Research Project: IMPROVING GRAPE ROOTSTOCK AND SCION PEST AND DISEASE RESISTANCE

Location: Grape Genetics Research

Title: Effect of prior vegetative growth, inoculum density and light on conidiation in Erysiphe necator

Authors
item Gadoury, David -
item Wakefield, Laura -
item Seem, Bob -
item Cadle-Davidson, Lance
item Dry, Ian -

Submitted to: International Workshop on Grapevine Downy and Powdery Mildew Proceedings
Publication Type: Proceedings
Publication Acceptance Date: September 20, 2010
Publication Date: November 1, 2010
Citation: Gadoury, D., Wakefield, L., Seem, B., Cadle Davidson, L.E., Dry, I. 2010. Effect of prior vegetative growth, inoculum density and light on conidiation in Erysiphe necator. International Workshop on Grapevine Downy and Powdery Mildew Proceedings. 51-53.

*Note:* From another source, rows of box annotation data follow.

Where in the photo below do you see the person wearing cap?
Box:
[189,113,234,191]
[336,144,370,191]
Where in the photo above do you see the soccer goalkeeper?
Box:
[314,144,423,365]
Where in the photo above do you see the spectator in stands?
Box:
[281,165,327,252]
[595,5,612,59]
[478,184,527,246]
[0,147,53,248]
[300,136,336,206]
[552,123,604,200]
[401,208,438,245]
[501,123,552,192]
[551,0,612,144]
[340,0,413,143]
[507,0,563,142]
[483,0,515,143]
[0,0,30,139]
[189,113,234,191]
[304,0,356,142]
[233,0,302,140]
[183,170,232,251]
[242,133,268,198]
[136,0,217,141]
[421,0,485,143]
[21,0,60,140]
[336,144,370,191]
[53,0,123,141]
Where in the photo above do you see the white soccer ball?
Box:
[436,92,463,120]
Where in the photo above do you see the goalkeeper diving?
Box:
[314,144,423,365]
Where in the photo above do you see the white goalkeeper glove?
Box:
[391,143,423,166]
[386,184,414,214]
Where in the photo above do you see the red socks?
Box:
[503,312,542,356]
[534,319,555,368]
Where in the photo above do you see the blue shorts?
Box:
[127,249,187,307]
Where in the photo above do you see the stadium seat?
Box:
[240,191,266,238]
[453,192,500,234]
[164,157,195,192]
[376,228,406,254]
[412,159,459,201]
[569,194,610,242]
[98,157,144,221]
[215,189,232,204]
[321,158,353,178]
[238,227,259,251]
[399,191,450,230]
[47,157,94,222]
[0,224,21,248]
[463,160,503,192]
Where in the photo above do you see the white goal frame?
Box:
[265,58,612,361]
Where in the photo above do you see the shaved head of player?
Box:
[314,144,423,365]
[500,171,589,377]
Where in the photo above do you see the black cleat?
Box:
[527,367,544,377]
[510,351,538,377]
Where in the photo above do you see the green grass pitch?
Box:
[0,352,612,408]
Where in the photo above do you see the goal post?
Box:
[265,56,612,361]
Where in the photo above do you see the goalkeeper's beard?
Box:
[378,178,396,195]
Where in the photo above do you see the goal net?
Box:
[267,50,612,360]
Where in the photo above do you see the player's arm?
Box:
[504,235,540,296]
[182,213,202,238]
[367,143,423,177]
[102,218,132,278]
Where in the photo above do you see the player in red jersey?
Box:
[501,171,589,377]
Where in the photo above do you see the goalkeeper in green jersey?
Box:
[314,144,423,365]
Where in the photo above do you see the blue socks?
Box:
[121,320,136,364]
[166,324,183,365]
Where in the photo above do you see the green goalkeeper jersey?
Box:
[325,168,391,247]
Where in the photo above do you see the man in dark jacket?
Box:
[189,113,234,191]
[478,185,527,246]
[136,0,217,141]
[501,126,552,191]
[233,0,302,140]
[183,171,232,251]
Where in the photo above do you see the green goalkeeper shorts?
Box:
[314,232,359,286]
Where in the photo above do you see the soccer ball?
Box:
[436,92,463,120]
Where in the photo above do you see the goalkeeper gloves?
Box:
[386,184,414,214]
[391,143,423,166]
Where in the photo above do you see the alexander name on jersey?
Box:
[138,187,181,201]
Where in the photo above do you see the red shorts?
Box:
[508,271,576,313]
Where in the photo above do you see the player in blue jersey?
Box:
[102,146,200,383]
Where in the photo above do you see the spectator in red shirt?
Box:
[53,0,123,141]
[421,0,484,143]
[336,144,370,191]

Technical Abstract: A driving force in epidemics of grape powdery mildew is the abundant production of conidia. Our objective was to better define the three factors involved in the qualitative change that occurs when a mildew colony switches from vegetative growth to sporulation –inoculum density, light, and a sporulation signal initiated at the colony center. Latent period decreased exponentially as the number of germinable conidia increased above 1 per sq mm until inoculation density reached approximately 10 to 20 germinable conidia per sq mm, above which only a slight decline in the duration of the latent period was observed. Light was necessary for initiation of sporulation. Colonies incubated in darkness were competent for sporulation, but required light to initiate the process. Finally, excision of the colony center at 4 days post inoculation (DPI) delayed sporulation in the remaining hyphae until 9 to 10 DPI. Colonies whose centers were excised at 5 DPI sporulated at 7 DPI, similar to nonexcised control colonies. Our improved biological knowledge of sporulation could lead to novel disease management strategies.